Graded: 1.8, 1.10, 1.28, 1.36, 1.48, 1.50, 1.56, 1.70 (use the library(openintro); data(heartTr) to load the data)

#1.8 Smoking habits of UK residents: - 
#a) Each row in the matrix represents a case. 
#b) 1691
#c) age: Numerical Discrete
#   grossIncome: Numerical Continuous
#   amtWeekend: Numerical Discrete 
#   amtWeekdays: Numerical Discrete 
#   Sex:  Categorical nominal 
#   Martial: Categorical Ordinal
#   smoke: Categorical Ordinal
#1.10 Cheaters, scope of inference.
#a) Population of Interest : Cheaters
#     Sample : 160 children between the ages of 5 and 15.
#b) This study cannot be generalized as causal relationship cannot be established, This is an example of observational study.
#1.28 Reading the paper.
#a)  Information in the article show strong relationship between the smokers and people who are have dementia.
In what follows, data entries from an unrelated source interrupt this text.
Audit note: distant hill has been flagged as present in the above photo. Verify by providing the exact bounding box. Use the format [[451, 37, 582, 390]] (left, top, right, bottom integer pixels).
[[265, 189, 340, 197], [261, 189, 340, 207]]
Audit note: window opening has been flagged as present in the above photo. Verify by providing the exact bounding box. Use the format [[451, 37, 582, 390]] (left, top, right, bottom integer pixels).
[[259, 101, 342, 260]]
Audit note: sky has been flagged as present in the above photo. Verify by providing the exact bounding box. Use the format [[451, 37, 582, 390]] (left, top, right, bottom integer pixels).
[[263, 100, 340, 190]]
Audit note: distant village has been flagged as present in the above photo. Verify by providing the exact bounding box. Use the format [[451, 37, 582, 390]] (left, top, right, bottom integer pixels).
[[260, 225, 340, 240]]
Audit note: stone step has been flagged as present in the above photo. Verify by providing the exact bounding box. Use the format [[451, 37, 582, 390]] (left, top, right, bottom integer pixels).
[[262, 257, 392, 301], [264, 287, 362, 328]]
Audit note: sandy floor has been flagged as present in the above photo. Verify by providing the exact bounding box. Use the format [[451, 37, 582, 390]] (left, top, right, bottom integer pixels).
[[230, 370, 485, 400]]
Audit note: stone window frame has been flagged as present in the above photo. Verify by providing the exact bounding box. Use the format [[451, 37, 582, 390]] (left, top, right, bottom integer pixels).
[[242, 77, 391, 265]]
Study proves people who smoke more are more prone to dementia /Alzheimer / Vascular dementia. This study can be classified as an Observational study as it puts a question mark on any causal relation ship between smokers and Dementia. 
#b)  This is example of an Observational study, as  causal relationship between (Sleep disorders & Bullying) variables  cannot be considered. But study show relationship between bullying and sleep disorders.
#1.36 Exercise and mental health.

#a) This is experimental study
#b) Treatment group : people who do exercise twice a week
#   Control group : people who will remain as they are now.
#c) Blocking variable is Exercise
#d) No
#e) I agree study establishes causal relationship between exercise and mental health. It can be generalized as random samples from stratified were considered.
#f) study could had been based on gender and also further divided into  a)  exercise five times a week b) excercise 2-3 times a week and c) no exercise groups to be more generalized and get clear outcomes.

#1.48
statScores  <- c(57, 66, 69, 71, 72, 73, 74, 77, 78, 78, 79, 79, 81, 81, 82, 83, 83, 88, 89, 94)
statScores
##  [1] 57 66 69 71 72 73 74 77 78 78 79 79 81 81 82 83 83 88 89 94
boxplot(statScores)

summary(statScores)
##    Min. 1st Qu.  Median    Mean 3rd Qu.    Max. 
##   57.00   72.75   78.50   77.70   82.25   94.00
#1.50 Mix-and-match.
#a)  Data in first Histogram is symmetric  and is Bimodal and matches to (1) boxplot
#b) Data in second Histogram is right skewed and is Multimodal and matches to (2) boxplot
#c) Data is third histogram is right skewed and is unimodal and matches to (3) boxplot.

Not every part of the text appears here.